When F was 9 month old we went on a 8 day hiking trip in the High Sierra, CA. While planning the trip I spend a long time searching the internet for diapering ideas. I found little info. We already used cloth diapers at home, so that seemed like the natural choice. Already before F was born I knew that we wanted to go on multiday backcountry trips, so I primarily invested in pre-folds. Pre-folds are ideal because they can be unfolded and therefor dry fast. I found that pre-folds didn't really work well at night, so for night time we settle for a fitted diaper with an extra insert. This was our final selection (I don't remember the exact number):
Two wet bags for dirty diapers.
~5 covers (we used flip)
~ 4 overnight fitted diapers with insert
~ 12 prefolds (primarily flip and some cheap burp cloth)
lots of small cloths
This selection allowed us to wash diapers every 2-3 days. In the Sierras the diapers dried really fast, but they take a bit longer on the coast especially the fitted diapers. It is often worth it too just go with disposables at night. In general, I found that cloth diapers only are worth it if you are going for longer than 3 days. If you are not going to wash, you might as well carry disposables.
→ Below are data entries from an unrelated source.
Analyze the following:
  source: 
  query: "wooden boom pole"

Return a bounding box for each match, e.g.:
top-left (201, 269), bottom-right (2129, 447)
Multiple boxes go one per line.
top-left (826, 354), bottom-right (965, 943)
Not much is needed for the washing of diapers. We would bring the following:
1. Foldable wash basin.
3. Cord for drying
A foamy is also nice for the changing.
Compostable inserts, elimination communication and liner.
Another option we considered based on advice, was to use compostable disposable insert in a reusable cover. This is not really an option in the alpine as things decompose really slowly, but if you are going on a trip were there is outhouses available this might be an option.
If your baby is still young it is also worth it to consider Elimination Communication (EC). Basically you observe your baby and notice cues or signals they give before peeing or pooing. Once you know their cues you can take their diaper off before they go. We did elimination communication with F from she was a few weeks old. There were periods were we would totally avoid poopy diapers and periods were we would deal with the poo like everyone else. Luckily when we did our 8 day hike in the Sierras and our 5 days on the Juan de Fuca trail we only had a few poopy diapers.
If we had not practiced EC I would have brought some liners (regardless of whether I was using disposable or cloth). They make it easier to separate the poo from the diaper to dispose of it. I would then try to burn the liner, just like I do with toilet paper.
Bears and diapers
We never really worried about bears in relation to our diapers. We have always just stored the diapers in our tent. Maybe we should have worried about it though. In the opinion of the internet, dirty (and scented clean) diapers does attract bears. The safest solution would be treating your dirty diapers as your trash. Storing it in proper bear proof containers or bear hanging it. Alternatively, you could wash diapers every evening. This sounds like either a lot of work or a lot of extra weight (bear-proof containers are heavy).
How have you handled diapering in the backcountry? Do you have any tips or tricks?
What are your thoughts on diapering in the bear country?